PART 4: PROVISIONS APPLYING TO LIMITED PARTNERSHIPS
22. Limited Partnerships: legal personality
(1) The Limited Partnership is a legal person and can sue and be sued in its own name.
(2) Subsection (1) does not alter the liability of the partners.
23. Limited Partnerships: partnership property
Unless otherwise provided in the partnership agreement of a Limited Partnership, these Regulations or the Rules:
- (a) the partnership property must be held and applied by the Partners exclusively for the purposes of the partnership and in accordance with the partnership agreement;
- (b) the beneficial interest in all Limited Partnership Property is shared evenly between the Partners.
24. Limited Partnerships: power of General Partners to bind partnership
(1) Each General Partner of a Limited Partnership is an agent of the partnership for the purpose of the partnership’s business, purpose or activity.
(2) An act of a General Partner of a Limited Partnership in the ordinary course of the partnership’s business, purpose or activity binds the partnership, unless:
- (a) the partner had no authority to act for the partnership in the particular matter and the Person with whom the partner was dealing had notice that the partner had no authority; or
- (b) there are circumstances of fraud or misrepresentation.

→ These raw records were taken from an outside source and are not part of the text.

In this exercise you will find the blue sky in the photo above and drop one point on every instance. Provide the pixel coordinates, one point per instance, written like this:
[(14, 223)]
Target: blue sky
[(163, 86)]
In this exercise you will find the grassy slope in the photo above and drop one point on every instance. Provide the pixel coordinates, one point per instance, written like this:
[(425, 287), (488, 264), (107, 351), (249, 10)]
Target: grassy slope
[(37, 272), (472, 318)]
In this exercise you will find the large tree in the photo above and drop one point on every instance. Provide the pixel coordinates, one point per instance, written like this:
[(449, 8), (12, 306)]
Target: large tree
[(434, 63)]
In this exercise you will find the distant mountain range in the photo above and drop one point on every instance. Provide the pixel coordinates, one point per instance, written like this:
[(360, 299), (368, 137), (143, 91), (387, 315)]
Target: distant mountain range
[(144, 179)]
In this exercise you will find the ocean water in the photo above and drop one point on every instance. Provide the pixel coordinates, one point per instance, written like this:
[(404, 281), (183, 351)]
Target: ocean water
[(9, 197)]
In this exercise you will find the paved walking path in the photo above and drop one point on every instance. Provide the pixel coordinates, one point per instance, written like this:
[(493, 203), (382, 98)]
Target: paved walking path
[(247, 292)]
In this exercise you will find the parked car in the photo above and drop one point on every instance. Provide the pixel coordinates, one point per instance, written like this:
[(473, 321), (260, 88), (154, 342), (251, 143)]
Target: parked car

(3) If the General Partners of a Limited Partnership agree that a restriction should apply to the power of any 1 or more of them or anyone else to bind the partnership, nothing done in contravention of the restriction is binding on the partnership in relation to Persons having notice of the restriction.

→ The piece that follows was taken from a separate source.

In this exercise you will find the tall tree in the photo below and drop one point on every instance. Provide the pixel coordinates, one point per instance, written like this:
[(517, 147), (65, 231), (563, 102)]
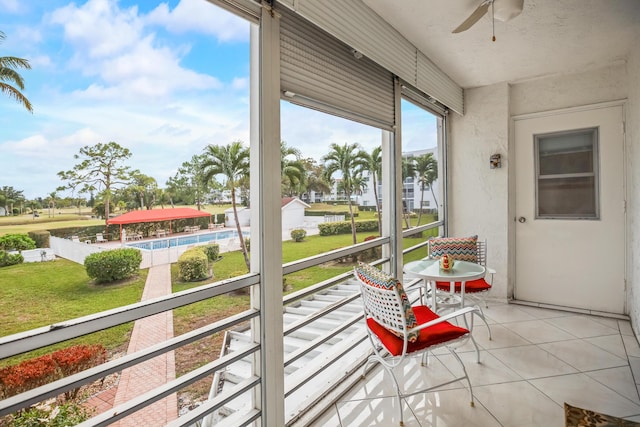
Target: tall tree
[(316, 181), (101, 169), (10, 196), (52, 203), (408, 171), (142, 189), (232, 162), (294, 174), (346, 160), (426, 168), (10, 78), (188, 185), (374, 167)]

25. Limited Partnerships: Partners bound by acts on behalf of partnership
An act or instrument relating to the business, purpose or activity of a Limited Partnership is binding on the partnership if it is done or executed in the partnership’s name, or in any other way showing an intention to bind the partnership, by any authorised Person (whether a partner or not).

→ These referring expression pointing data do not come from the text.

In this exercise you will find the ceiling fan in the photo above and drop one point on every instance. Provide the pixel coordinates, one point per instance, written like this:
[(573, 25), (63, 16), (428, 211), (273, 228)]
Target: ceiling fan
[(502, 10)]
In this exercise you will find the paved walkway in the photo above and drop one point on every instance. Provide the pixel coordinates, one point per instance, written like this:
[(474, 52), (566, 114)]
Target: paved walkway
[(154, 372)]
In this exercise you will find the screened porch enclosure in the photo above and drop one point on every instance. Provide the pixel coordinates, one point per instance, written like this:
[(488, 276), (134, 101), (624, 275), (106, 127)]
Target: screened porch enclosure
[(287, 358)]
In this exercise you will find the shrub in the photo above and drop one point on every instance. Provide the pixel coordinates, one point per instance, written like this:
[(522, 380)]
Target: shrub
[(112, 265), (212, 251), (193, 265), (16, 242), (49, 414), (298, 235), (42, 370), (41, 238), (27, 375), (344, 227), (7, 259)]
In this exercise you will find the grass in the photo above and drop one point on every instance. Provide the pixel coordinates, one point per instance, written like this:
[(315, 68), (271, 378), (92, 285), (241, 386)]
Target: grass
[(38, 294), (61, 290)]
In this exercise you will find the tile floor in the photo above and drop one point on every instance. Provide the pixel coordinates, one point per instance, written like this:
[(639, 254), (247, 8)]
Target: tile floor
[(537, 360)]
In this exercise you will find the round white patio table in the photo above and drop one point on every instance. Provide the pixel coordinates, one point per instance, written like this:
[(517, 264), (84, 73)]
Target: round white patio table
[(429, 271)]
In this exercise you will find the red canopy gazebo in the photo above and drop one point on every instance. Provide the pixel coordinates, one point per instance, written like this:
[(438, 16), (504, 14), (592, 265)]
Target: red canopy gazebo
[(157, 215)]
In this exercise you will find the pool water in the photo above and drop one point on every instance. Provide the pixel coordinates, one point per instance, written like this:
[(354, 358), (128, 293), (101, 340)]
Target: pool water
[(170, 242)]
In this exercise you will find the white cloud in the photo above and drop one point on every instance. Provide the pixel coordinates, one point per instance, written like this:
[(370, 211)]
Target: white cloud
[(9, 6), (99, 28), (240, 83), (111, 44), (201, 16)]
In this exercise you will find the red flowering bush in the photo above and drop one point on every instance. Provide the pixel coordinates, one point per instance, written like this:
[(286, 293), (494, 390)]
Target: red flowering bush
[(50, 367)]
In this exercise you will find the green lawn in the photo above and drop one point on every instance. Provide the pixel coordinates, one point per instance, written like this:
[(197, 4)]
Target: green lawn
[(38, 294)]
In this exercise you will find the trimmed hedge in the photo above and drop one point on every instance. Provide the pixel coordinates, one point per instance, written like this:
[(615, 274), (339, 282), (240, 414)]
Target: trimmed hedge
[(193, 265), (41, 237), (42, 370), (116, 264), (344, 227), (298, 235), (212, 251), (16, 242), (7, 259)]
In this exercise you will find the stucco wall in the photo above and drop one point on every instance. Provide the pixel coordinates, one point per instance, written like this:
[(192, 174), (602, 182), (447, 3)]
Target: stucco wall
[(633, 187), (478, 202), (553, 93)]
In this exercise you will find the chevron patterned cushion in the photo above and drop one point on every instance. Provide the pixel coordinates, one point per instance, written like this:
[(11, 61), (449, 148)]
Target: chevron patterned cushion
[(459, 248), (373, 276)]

26. Limited Partnerships: execution of Documents by General Partners
(1) If a General Partner of a Limited Partnership signs or otherwise executes a Document on behalf of the partnership, it must be presumed in favour of any Person who is not a Partner that:
- (a) the General Partner had the authority under which the General Partner purported to act; and
- (b) the executed Document was validly executed.
(2) However, a Person may not rely on subsection (1) if the General Partner had no authority to act for the Limited Partnership in the particular matter and the Person had notice that the partner had no authority.
27. Limited Partnership: indemnification of Partners etc.
Subject to the partnership agreement of a Limited Partnership, the partnership may indemnify any Partner or other Person from and against any and all claims and demands of any kind.
28. Limited Partnerships: admission of additional Limited Partners
Additional Limited Partners may be admitted to a Limited Partnership in accordance with the partnership agreement.
29. Limited Partnerships: assignment of interest by Limited Partner
(1) A Limited Partner of a Limited Partnership may, with the consent of the General Partners or in accordance with the partnership agreement, assign, in whole or part and including by way of security, the Limited Partner’s interest in the partnership to another Person.
(2) The assignee does not become a Limited Partner in the Limited Partnership until the assignee’s ownership of the assigned interest is entered in the partnership’s register kept in accordance with section 16(4)(a) (Limited Partnerships: registered office and conduct of business etc.).